Making decisions based on outlooks relies on algorithms, high data quality, and the Internet of Things (IoT). This term describes the networking of physical and digital objects. The more comprehensively and accurately the individual assets in a warehouse communicate, the better. This principle lies at the heart of the iQ InSights software developed by KION brand Dematic. The software combines all operational and maintenance information into a digital action plan for customers. The goal here is clear: Optimizing warehouse management through predictive data analytics. This goes far beyond predictive maintenance planning. Predictive maintenance also makes it possible to anticipate operational bottlenecks—for example, during peak phases such as the run-up to Christmas—in good time.

Dematic iQ software detects all influences that could lead to an interruption in the flow of goods in advance. Real-time notifications keep warehouse managers up to date and enable them to put countermeasures in place. Dematic InSights can also be used in conjunction with a computerized maintenance management system (CMMS) and Enterprise Asset Management (EAM), forming an efficient system capable of independently creating maintenance schedules and work orders.

A Question of (Data) Harmony

Until now, every KION subsidiary has been using its own crystal ball—but that is all about to change. Jeremy Caddick says: “The KION Group’s ERP systems are undergoing radical change on a global level. We are striving for comprehensive process harmonization.” ERP stands for Enterprise Resource Planning, used for group-wide planning and calculation of resources, capital, personnel, and tasks.
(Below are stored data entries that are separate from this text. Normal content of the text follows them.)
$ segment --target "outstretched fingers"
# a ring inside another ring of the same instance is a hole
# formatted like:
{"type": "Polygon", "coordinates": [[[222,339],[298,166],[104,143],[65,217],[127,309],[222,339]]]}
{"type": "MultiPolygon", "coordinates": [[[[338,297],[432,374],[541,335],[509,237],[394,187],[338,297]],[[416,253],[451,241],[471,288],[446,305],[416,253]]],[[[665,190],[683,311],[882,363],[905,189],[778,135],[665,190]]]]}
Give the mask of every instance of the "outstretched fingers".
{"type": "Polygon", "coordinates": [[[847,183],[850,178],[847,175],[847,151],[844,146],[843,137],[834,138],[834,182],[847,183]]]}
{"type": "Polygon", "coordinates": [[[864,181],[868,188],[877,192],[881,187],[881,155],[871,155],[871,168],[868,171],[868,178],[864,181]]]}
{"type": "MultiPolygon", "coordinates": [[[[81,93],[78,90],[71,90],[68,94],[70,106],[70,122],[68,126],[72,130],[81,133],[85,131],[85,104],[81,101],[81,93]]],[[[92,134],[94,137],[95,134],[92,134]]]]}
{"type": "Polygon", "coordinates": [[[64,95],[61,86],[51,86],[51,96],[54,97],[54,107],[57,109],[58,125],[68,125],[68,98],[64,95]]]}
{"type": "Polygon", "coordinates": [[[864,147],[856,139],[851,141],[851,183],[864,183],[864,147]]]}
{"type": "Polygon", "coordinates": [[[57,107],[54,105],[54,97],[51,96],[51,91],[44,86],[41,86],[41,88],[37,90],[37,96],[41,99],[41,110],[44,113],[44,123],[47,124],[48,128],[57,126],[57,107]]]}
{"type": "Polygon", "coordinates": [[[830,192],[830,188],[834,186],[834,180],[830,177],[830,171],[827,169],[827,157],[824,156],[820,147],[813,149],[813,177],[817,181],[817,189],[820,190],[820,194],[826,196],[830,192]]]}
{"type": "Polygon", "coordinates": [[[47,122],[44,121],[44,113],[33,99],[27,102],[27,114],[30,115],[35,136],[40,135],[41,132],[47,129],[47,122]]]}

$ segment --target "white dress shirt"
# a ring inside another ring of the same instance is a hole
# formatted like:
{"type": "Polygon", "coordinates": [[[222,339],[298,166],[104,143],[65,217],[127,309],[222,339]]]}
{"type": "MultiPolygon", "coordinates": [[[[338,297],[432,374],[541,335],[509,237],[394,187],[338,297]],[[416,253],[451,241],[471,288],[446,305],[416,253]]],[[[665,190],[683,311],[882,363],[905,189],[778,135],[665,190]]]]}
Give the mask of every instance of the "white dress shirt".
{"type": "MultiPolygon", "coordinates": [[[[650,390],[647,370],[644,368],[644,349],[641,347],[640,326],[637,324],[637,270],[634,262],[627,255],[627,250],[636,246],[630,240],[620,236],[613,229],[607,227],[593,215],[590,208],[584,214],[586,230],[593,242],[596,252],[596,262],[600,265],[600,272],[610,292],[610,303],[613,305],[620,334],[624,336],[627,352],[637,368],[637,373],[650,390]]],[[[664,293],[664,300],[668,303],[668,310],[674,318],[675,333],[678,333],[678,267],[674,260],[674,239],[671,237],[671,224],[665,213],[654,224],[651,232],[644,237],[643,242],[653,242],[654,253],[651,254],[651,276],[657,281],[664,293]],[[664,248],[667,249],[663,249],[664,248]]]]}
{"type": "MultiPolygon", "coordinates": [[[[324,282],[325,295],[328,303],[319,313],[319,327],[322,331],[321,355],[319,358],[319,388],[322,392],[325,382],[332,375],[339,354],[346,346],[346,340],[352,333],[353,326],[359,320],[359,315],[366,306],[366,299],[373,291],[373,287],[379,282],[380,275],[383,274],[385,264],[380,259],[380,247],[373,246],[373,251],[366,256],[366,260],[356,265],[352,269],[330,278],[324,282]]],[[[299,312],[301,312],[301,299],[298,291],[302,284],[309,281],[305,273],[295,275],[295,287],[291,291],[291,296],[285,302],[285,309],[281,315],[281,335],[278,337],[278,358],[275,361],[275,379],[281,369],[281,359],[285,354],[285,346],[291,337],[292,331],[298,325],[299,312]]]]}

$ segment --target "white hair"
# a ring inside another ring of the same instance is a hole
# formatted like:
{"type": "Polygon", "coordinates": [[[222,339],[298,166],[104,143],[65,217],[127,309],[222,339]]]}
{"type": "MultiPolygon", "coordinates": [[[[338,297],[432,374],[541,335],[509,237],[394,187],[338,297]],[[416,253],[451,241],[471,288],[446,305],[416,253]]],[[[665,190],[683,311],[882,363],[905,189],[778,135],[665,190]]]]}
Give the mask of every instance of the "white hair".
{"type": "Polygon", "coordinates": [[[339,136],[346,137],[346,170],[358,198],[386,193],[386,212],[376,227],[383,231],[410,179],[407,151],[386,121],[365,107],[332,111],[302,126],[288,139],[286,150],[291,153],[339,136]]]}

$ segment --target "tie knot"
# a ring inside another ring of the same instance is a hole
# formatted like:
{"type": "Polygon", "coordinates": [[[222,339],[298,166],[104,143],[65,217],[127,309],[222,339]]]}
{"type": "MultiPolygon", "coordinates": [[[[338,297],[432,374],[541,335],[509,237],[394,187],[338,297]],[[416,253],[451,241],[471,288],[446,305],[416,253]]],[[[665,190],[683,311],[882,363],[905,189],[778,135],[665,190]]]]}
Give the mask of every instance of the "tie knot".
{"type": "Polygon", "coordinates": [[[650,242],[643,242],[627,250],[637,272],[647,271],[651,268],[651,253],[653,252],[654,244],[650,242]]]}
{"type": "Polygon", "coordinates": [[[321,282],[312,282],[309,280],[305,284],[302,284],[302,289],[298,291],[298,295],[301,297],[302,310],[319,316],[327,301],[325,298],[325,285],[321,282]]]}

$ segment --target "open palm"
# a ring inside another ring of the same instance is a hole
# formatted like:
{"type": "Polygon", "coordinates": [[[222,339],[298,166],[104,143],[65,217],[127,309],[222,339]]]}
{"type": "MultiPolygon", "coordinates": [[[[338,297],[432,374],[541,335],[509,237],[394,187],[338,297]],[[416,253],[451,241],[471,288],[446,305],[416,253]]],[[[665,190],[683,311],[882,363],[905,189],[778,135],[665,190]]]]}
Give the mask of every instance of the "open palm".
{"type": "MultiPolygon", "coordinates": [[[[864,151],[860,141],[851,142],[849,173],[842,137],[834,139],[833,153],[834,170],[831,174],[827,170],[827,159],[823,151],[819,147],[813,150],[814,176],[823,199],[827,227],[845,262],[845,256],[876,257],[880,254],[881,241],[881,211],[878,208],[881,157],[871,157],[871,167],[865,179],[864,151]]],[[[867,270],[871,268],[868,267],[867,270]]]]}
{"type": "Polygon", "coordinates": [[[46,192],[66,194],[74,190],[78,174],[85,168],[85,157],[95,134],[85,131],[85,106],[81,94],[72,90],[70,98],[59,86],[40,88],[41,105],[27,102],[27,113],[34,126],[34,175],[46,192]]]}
“Shared knowledge and collective experience, alongside common processes and data structures—that’s what we’re working towards in the long run,” explains Caddick. The goal is a data pool from which all KION Group subsidiaries can obtain important insights and information. In his view, the gradual harmonization of data in combination with powerful analytics and AI can bring about a global business transformation and, in turn, make full use of the potential that is already unfolding as a result of integrated systems and collective know-how.